Ce qui me vient au jour le jour.
Que voulez-vous que je vous dise ?
Je suis d'une tristresse....
en plus, j'ai mal à une dent.
Et mon dentiste avec qui j'ai rendez-vous le 22. On n'est que le 12. 10 jours à attendre. Bon c''est rien du tout. Rien qu'un composite qui se fait la malle. Mais bien sûr, sur une dent de devant.
Celles qui sont remboursées par la Sécurité Sociale. Celles qui font partie du "sourire". Incisives et canines. Quelques prémolaires mais pas toutes. Juste celle qui jouxte la canine, et encore plutôt celle du bas. Chez le dentiste, ils ont des barêmes bizarres. C'est pour cela que je l'aime mon dentiste, il ne travaille pas "à la louche". Il il me suit depuis plus de dix ans. Il en a ras le cul de bosser et là, je vais le retrouver, rentrant de vacances. Souvent, il m'installe sur le fauteuil et il tchatche. Bla bla bla et bla bla bla, avec son masque, alors que moi je suis tranquillou dans la position de la personne qui va se faire voire la bouche, c'est jamais une partie de plaisir, hein. Et il me raconte des trucs dont je n'ai rien à faire ! Allez monsieur, si on travaillait ?
La discussion s'arrête. Il travaille. C'est cool, quand il bosse, il ne parle pas. Et toi, pauvre petite chose, tu es totalement abandonnée à ses désirs. Tu as les pieds et les mains qui tremblent, t'es mal.
"Ne bougez pas, c'est bientôt fini".
Fini ??? C'est là que ça commence !
ZZZZZZZZZZZZZZZZZZZZZZZZZZ zouing ne bougez pas.
zzzzzzzzzzzzzzzzzzzzzzzzzzzzzzzzzzzzzzzouing c'est bientôt fini.
un petit coup de zing par ici et hop il te dit :
"Gardez la machoire ouverte, je vais prendre une empreinte".
bon on a le droit de cracher entre temps, ouf.
Non c'est pas si terrible que ça, le dentiste. Faut juste y aller avant d'avoir mal.
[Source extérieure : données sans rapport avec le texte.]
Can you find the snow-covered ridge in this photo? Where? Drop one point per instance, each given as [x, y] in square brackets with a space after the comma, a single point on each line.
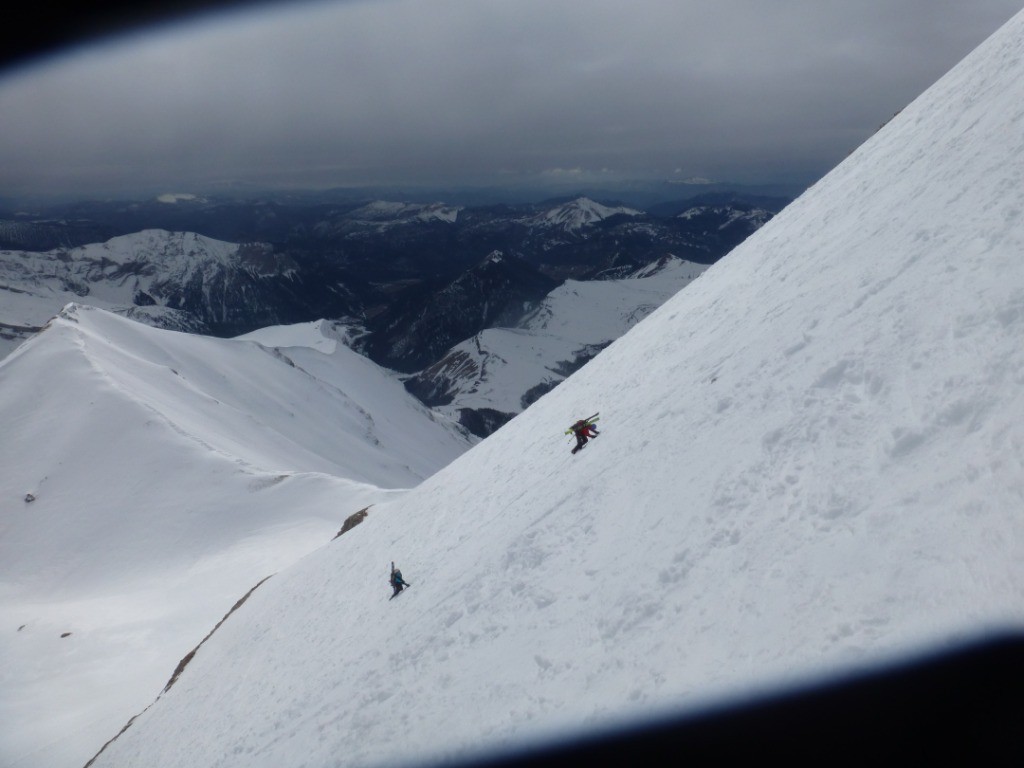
[391, 212]
[168, 473]
[580, 213]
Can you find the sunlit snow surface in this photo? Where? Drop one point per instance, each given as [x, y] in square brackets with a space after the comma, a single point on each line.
[810, 460]
[169, 473]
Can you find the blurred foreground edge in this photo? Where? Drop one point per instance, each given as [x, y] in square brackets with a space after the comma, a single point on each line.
[964, 707]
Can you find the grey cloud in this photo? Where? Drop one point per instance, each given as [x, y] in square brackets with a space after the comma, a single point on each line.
[441, 90]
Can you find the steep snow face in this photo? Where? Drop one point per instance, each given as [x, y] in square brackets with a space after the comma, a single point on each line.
[810, 460]
[151, 478]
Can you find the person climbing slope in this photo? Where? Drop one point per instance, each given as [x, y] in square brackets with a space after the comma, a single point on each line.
[397, 583]
[584, 430]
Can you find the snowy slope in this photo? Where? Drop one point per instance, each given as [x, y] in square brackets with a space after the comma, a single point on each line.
[34, 286]
[169, 473]
[811, 460]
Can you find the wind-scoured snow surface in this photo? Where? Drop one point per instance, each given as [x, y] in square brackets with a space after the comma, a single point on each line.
[169, 473]
[811, 460]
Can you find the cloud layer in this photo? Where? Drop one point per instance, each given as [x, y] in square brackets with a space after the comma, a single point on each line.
[442, 91]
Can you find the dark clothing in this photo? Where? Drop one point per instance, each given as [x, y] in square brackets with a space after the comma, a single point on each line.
[583, 431]
[397, 583]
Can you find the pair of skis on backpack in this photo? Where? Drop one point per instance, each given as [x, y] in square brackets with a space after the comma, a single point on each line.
[584, 431]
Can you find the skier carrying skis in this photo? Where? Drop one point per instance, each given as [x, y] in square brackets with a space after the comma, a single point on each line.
[584, 430]
[397, 583]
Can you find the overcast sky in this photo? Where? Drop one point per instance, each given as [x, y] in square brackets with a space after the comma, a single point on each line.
[478, 91]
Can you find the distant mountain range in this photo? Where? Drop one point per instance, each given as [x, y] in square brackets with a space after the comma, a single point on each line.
[416, 284]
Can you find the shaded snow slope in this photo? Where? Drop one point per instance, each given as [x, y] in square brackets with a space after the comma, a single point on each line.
[810, 460]
[169, 473]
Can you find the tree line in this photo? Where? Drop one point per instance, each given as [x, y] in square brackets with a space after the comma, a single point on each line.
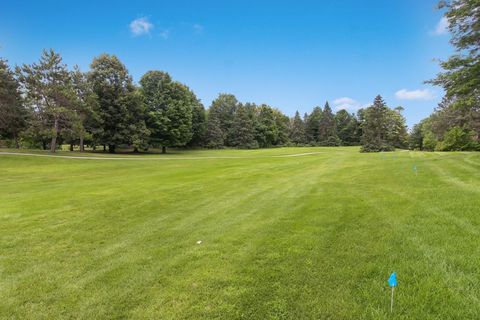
[455, 123]
[46, 104]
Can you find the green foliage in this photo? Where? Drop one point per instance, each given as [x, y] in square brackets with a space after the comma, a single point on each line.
[312, 126]
[244, 127]
[50, 95]
[297, 130]
[13, 115]
[460, 78]
[327, 131]
[415, 139]
[378, 132]
[222, 113]
[113, 87]
[347, 128]
[199, 126]
[458, 139]
[170, 106]
[267, 130]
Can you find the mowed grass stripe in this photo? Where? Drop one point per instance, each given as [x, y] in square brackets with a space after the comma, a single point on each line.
[283, 238]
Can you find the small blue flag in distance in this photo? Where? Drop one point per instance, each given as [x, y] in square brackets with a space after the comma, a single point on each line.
[392, 281]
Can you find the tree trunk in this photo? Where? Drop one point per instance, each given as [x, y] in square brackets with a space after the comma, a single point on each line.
[53, 145]
[82, 147]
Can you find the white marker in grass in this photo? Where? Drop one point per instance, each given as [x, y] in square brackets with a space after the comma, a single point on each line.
[392, 282]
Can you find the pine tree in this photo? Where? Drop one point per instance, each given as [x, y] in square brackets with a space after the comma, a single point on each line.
[327, 132]
[312, 126]
[244, 127]
[49, 92]
[297, 130]
[267, 131]
[375, 127]
[215, 138]
[347, 128]
[113, 88]
[13, 114]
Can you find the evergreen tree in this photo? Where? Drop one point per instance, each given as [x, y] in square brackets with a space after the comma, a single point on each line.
[460, 79]
[327, 132]
[244, 127]
[170, 107]
[297, 130]
[267, 131]
[312, 126]
[282, 123]
[13, 115]
[375, 126]
[113, 88]
[347, 128]
[199, 126]
[50, 94]
[215, 138]
[222, 112]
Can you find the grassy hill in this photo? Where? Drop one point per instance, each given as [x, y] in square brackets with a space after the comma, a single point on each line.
[291, 233]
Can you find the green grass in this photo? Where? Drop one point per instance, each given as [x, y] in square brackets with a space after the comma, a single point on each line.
[307, 237]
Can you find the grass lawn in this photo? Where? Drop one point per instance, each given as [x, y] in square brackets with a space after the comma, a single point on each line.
[283, 237]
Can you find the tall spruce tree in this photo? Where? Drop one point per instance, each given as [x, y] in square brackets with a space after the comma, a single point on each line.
[297, 130]
[375, 127]
[244, 127]
[460, 78]
[49, 92]
[282, 122]
[119, 114]
[170, 107]
[267, 130]
[312, 126]
[222, 114]
[13, 115]
[199, 126]
[347, 128]
[327, 132]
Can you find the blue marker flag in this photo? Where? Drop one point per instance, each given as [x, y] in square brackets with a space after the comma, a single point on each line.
[392, 281]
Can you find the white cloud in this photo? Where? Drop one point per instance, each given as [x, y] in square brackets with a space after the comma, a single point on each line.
[405, 94]
[442, 27]
[347, 104]
[164, 34]
[198, 28]
[141, 26]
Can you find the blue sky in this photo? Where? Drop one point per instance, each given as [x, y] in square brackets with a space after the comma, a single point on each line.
[293, 55]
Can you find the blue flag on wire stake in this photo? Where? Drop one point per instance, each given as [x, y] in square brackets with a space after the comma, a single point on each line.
[392, 280]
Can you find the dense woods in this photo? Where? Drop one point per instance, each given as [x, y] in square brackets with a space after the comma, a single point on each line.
[46, 104]
[455, 123]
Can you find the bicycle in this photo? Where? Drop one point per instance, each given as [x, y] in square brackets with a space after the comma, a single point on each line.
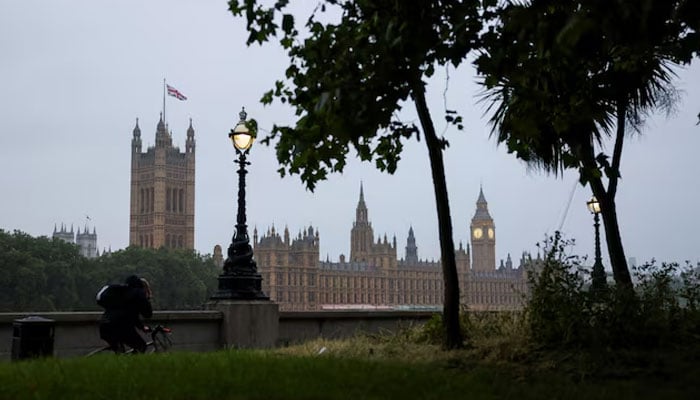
[160, 342]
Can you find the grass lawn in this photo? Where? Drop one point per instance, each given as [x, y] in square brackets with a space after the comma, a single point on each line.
[358, 369]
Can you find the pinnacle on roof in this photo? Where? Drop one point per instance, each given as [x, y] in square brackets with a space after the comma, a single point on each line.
[362, 195]
[481, 199]
[161, 124]
[190, 130]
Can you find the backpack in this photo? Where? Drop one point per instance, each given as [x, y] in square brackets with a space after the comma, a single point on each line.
[113, 295]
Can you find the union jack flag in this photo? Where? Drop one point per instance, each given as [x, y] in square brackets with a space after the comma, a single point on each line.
[175, 93]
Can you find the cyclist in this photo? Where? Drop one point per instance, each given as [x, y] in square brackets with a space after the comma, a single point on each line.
[122, 316]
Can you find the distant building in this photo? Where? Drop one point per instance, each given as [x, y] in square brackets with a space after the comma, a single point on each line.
[162, 191]
[373, 277]
[86, 240]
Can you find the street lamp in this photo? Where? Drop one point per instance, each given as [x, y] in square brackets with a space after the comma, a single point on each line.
[240, 279]
[598, 280]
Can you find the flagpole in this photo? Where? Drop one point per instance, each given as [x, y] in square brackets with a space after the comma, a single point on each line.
[163, 100]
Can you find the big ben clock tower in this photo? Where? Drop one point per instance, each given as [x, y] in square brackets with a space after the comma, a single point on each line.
[483, 235]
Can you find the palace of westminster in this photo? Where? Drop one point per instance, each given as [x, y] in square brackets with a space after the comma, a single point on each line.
[373, 277]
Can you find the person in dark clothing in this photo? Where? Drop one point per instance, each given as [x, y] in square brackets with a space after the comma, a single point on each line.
[120, 320]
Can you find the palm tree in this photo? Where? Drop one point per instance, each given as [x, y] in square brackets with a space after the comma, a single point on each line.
[562, 76]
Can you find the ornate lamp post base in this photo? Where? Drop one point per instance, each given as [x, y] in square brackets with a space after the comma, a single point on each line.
[240, 287]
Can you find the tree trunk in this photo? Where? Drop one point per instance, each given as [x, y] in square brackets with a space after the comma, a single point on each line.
[616, 251]
[453, 333]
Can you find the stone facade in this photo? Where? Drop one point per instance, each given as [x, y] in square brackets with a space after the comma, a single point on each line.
[86, 240]
[162, 191]
[374, 278]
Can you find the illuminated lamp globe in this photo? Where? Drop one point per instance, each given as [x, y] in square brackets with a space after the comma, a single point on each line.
[593, 205]
[240, 134]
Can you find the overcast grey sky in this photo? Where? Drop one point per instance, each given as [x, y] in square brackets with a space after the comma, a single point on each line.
[74, 76]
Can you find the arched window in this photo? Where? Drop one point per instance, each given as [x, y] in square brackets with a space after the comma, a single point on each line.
[167, 200]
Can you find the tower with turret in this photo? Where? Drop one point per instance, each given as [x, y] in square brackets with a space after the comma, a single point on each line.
[162, 191]
[483, 237]
[361, 234]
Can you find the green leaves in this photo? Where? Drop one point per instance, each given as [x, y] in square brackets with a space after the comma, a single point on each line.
[346, 80]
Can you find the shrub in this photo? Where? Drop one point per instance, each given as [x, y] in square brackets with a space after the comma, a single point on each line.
[562, 311]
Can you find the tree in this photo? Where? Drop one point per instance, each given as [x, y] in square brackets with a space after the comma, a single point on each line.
[562, 75]
[347, 80]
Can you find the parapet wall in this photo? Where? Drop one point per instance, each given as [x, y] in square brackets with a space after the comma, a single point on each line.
[77, 333]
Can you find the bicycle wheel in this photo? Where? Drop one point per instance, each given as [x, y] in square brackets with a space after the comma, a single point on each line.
[161, 342]
[98, 351]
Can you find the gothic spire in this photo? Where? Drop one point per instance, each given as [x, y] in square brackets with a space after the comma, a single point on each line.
[482, 207]
[361, 211]
[137, 130]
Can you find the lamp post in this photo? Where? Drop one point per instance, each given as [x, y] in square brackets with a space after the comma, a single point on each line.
[240, 279]
[598, 280]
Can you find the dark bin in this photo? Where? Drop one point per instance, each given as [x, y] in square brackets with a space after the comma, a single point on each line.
[32, 337]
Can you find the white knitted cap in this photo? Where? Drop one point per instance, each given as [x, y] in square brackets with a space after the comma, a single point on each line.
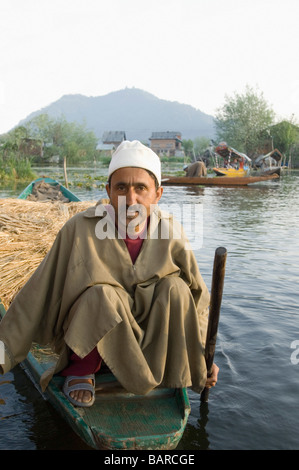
[135, 154]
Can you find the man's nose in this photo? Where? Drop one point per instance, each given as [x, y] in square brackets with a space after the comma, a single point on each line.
[131, 197]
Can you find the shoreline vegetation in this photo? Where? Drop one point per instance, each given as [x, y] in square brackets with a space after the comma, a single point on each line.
[15, 170]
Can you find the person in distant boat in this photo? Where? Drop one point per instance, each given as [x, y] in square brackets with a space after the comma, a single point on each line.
[195, 169]
[115, 289]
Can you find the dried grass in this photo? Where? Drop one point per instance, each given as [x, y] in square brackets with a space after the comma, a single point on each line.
[27, 232]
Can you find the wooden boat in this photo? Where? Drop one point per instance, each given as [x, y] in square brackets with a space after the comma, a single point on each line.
[237, 164]
[118, 420]
[215, 181]
[66, 194]
[230, 172]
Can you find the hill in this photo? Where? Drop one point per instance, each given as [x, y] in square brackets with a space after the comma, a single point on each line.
[132, 110]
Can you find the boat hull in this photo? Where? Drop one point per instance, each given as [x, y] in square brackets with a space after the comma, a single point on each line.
[66, 192]
[230, 172]
[118, 420]
[216, 181]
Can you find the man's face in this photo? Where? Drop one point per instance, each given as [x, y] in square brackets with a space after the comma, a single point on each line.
[132, 191]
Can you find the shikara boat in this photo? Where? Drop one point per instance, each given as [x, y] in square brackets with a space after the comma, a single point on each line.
[237, 164]
[215, 181]
[230, 172]
[118, 420]
[49, 189]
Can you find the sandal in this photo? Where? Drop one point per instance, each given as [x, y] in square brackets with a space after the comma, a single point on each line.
[79, 386]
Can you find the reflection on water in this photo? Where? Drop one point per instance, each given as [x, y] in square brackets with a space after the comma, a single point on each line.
[255, 403]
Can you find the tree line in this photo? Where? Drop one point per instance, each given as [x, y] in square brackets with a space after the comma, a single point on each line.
[245, 121]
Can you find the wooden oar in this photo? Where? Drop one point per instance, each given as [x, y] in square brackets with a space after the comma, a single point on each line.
[216, 297]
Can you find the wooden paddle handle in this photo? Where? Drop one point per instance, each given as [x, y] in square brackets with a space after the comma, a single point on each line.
[214, 314]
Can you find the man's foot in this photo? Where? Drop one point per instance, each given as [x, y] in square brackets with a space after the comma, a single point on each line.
[80, 390]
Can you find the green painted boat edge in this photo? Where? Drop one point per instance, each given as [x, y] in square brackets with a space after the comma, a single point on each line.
[94, 436]
[66, 192]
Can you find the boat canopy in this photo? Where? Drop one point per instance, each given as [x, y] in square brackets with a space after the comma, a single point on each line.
[225, 151]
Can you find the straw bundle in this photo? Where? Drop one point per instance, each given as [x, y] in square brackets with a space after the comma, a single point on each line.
[27, 232]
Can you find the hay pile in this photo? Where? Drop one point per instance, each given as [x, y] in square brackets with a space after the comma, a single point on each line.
[27, 232]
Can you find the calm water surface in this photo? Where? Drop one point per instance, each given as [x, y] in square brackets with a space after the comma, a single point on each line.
[255, 403]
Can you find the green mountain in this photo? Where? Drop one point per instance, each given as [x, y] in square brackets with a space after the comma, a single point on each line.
[134, 111]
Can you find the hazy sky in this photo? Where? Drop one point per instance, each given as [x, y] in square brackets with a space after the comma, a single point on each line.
[190, 51]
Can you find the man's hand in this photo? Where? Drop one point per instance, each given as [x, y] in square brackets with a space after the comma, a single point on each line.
[212, 380]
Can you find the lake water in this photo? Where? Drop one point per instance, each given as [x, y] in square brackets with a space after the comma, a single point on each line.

Mon dentiste il est génial, car même si j'ai eu mal, il a su me piquer là où il fallait. Sans aucune hésitation. Hop, trois minutes et après vous ne sentirez rien. Je ne crains pas les piqures, alors que j'ai des potes, ils sont allergiques, merde. Moi, presque, j'aime.
Trois fois je me suis faite opérée ces derniers temps et trois fois j'ai eu rendez-vous avec l'anesthésiste. On ne sait jamais, des fois que le coeur lache.
J'adore être anesthésiée ! La dernière fois, c'était juste pour vingt minutes. On te met dans un box, on te demande de te dévêtir et de revêtir le truc laid. Tu ne t'appartiens plus, tu abandonnes toutes tes choses précieuses dans le box. Un mec dans le couloir fait la sécu. On raméne les gens ensommeillés et on amène les gens qui vont dormir. C'est un sacré va et vient. Entre temps, des personnes nettoient tout.
Toi, tu le laisses guider. tu n'es que de la viande. Anesthésiée, tu oublies tout et tu te réveilles dans ton box. Quelqu'un passe pour dire "tout va bien, ne vous inquiétez pas" et cinq minutes après, t'as les résultats dans la main et on t'indique la sortie. Et c'est là où tu as envie de parler, et c'est là où il n'y a personne.
Sauf si tu as un gentil accompagnateur qui a attendu.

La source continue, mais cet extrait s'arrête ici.